Até o momento, 17 faculdades de direito confirmaram a inclusão da matéria no currículo. Os professores dessas instituições vão participar de um curso de capacitação em 19 e 20 de fevereiro, para o qual foram convidados a socióloga Maria Tereza Sadek, o ministro emérito do Supremo Tribunal Federal (STF) Carlos Ayres Britto, o ministro da Controladoria-Geral da União, Jorge Hage, entre outros. A disciplina será oferecida na modalidade eletiva, ou seja, os alunos poderão escolher cursá-la dentro de um grupo de matérias necessárias para a conclusão do curso. Outras 74 faculdades de direito de todo o país foram convidadas a oferecer a matéria. A Enfam selecionou aquelas que têm o selo de qualidade da Ordem dos Advogados do Brasil (OAB). No Distrito Federal, foram escolhidas a Universidade de Brasília (UnB) e o Centro Universitário de Brasília (UniCEUB).
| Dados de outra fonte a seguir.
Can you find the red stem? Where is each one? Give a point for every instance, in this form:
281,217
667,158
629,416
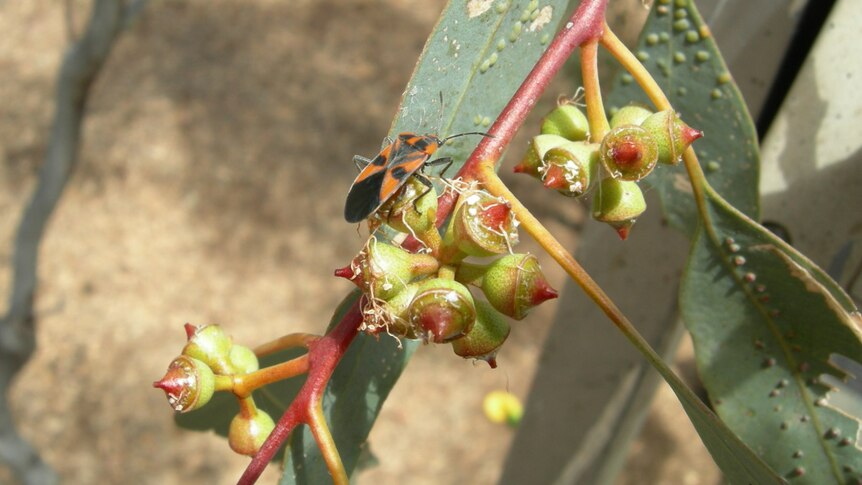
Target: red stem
323,355
585,24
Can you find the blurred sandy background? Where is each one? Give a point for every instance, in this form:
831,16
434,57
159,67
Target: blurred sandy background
210,188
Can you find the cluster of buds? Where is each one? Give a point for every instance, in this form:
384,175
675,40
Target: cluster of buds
427,297
565,158
209,362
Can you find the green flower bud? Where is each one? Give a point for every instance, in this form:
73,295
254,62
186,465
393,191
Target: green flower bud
571,168
247,433
381,270
632,114
442,309
629,152
391,316
210,345
483,225
618,203
671,134
567,121
514,284
503,407
413,209
243,359
486,337
532,160
188,383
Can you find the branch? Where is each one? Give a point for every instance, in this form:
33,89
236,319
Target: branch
82,62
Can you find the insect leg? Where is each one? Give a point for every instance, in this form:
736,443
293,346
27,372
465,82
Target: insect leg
446,162
360,161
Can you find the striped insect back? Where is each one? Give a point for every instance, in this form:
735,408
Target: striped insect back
381,177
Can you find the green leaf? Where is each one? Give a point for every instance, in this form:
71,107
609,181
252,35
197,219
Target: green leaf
354,397
476,57
476,49
765,321
679,51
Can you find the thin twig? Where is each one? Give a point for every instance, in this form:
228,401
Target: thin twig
81,65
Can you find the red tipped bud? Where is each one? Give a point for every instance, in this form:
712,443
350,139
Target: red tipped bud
513,284
539,145
442,310
486,337
483,225
413,209
571,168
188,384
247,433
618,203
567,121
629,152
391,316
672,135
210,345
381,270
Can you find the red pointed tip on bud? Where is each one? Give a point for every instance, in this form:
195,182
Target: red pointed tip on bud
689,135
623,229
496,215
171,383
555,178
543,292
346,273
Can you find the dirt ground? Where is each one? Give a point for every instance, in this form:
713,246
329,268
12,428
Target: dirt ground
217,153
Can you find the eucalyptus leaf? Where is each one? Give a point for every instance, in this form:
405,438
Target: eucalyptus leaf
474,60
677,48
765,321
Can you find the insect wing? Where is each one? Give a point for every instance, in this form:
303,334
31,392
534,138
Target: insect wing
399,171
364,195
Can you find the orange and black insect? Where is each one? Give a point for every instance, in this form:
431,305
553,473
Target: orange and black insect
381,177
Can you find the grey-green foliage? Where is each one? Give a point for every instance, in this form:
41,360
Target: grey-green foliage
474,59
765,321
678,49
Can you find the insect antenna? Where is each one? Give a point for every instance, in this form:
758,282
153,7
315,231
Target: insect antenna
486,135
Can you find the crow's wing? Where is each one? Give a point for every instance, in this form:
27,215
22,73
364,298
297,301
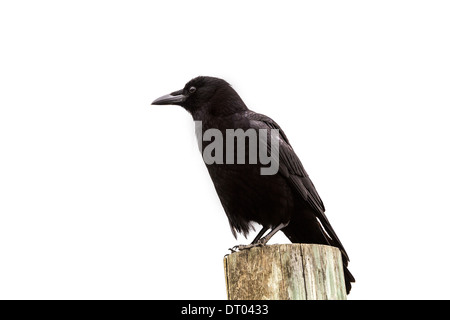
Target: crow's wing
292,169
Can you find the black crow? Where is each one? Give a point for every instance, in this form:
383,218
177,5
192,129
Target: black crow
286,200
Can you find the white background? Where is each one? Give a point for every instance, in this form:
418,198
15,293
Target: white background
104,196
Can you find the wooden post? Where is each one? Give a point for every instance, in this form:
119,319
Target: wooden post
285,272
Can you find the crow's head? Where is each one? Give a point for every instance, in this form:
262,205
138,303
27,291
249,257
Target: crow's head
205,95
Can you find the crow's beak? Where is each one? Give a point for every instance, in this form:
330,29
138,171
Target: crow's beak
176,97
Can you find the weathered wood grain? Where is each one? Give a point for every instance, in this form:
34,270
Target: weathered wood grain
285,272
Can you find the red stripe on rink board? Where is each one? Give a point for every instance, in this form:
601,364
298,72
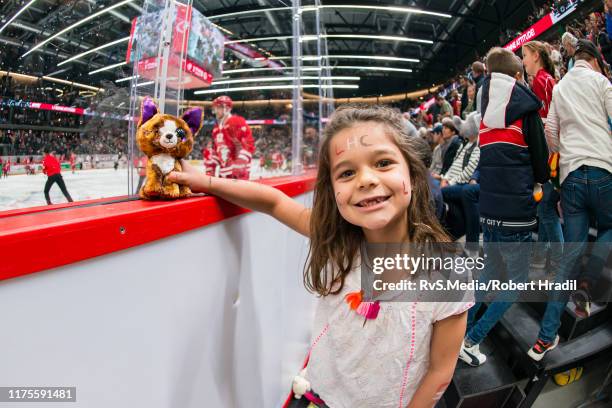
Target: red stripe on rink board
37,240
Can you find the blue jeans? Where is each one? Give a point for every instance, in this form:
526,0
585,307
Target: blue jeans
466,197
504,251
586,191
549,229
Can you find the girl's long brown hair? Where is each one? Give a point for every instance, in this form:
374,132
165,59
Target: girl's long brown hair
333,240
540,49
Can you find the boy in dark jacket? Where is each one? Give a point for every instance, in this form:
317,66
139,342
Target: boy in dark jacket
513,158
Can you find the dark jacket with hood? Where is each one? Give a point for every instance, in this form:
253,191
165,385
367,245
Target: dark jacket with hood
513,154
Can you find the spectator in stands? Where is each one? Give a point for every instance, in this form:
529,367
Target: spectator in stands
459,177
451,143
467,155
508,172
470,99
478,73
437,157
463,85
585,174
455,103
538,64
311,146
569,44
424,152
446,110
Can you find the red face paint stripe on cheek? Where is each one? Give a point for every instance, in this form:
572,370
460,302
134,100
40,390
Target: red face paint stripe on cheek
363,143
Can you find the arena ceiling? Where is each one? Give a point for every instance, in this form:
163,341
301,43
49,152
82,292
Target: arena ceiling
442,41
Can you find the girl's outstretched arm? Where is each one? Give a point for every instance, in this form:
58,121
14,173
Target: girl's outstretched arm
445,344
247,194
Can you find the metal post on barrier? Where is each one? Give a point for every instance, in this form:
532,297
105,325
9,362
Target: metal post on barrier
297,109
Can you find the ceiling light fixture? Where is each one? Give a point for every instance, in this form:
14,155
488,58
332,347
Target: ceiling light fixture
78,23
392,9
101,47
277,79
305,38
106,68
271,87
24,8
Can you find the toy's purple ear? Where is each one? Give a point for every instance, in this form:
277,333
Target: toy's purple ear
147,110
193,118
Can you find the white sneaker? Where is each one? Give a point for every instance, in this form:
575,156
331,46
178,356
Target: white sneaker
472,355
538,351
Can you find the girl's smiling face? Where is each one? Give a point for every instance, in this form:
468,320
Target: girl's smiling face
371,181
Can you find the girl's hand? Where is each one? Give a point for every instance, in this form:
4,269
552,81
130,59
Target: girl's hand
196,180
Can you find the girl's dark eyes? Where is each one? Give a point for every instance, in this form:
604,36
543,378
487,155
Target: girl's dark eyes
347,173
384,163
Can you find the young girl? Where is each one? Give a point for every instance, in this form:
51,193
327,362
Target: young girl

O presidente da Associação dos Juízes Federais do Brasil (Ajufe), Nino Toldo, defende a iniciativa da Enfam como uma forma de proporcionar ao aluno vocacionado o primeiro contato com a profissão. Dedicação, segurança e o gosto pela leitura são as características relacionadas por ele entre as principais para um magistrado. A experiência de vida também é importante, pois complementa o conhecimento técnico. O deficit de magistrados, no entanto, faz com que juízes cada vez mais jovens ingressem nos tribunais. “Há uma necessidade de magistrados e, com isso, a tendência é que entrem pessoas mais novas. Essa falta de experiência profissional e de vida pode levar a alguma dificuldade”, explica. Ele próprio, no entanto, ingressou na magistratura aos 27 anos. Toldo lembra que o amadurecimento veio com o tempo e com o aperfeiçoamento constante, algo de que nenhum magistrado pode abrir mão.

Mudanças para o país

Tornar-se juiz está entre os planos da estudante do 5º semestre do curso de direito da UnB Jersyca Ramos dos Santos, 21 anos. “A ideia de poder ajudar a mudar, um pouquinho que seja, o curso das coisas em nosso país é gratificante”, relata. Ela pensa em virar juíza por volta dos 27 anos e reconhece que é um início precoce, mas sabe que idade não será o principal requisito. “Acredito que uma boa base familiar e o bom senso são mais importantes do que o tempo que a pessoa tem na carreira jurídica. Acho que a dedicação à causa ajuda a superar o obstáculo da idade”, explica.

A jovem tem exemplos de sucesso a seguir. Os ministros do STF Gilmar Mendes e Joaquim Barbosa, atual presidente da Corte, são formados pela UnB. A inclusão da disciplina proposta pela Enfam no currículo da instituição será avaliada no âmbito da reforma do projeto pedagógico do curso de direito. De acordo com o diretor, Othon de Azevedo Lopes, a reformulação deve ser concluída ainda no primeiro semestre de 2013. Lopes acredita que o modelo atual adotado pela universidade favorece o desenvolvimento do aluno além das questões técnicas. A participação em atividades de extensão e o contato com a filosofia, são alguns dos exemplos. “A formação humanística dá uma noção do compromisso que o juiz tem com a sociedade. Não é uma profissão que se espelhe num salário convidativo.”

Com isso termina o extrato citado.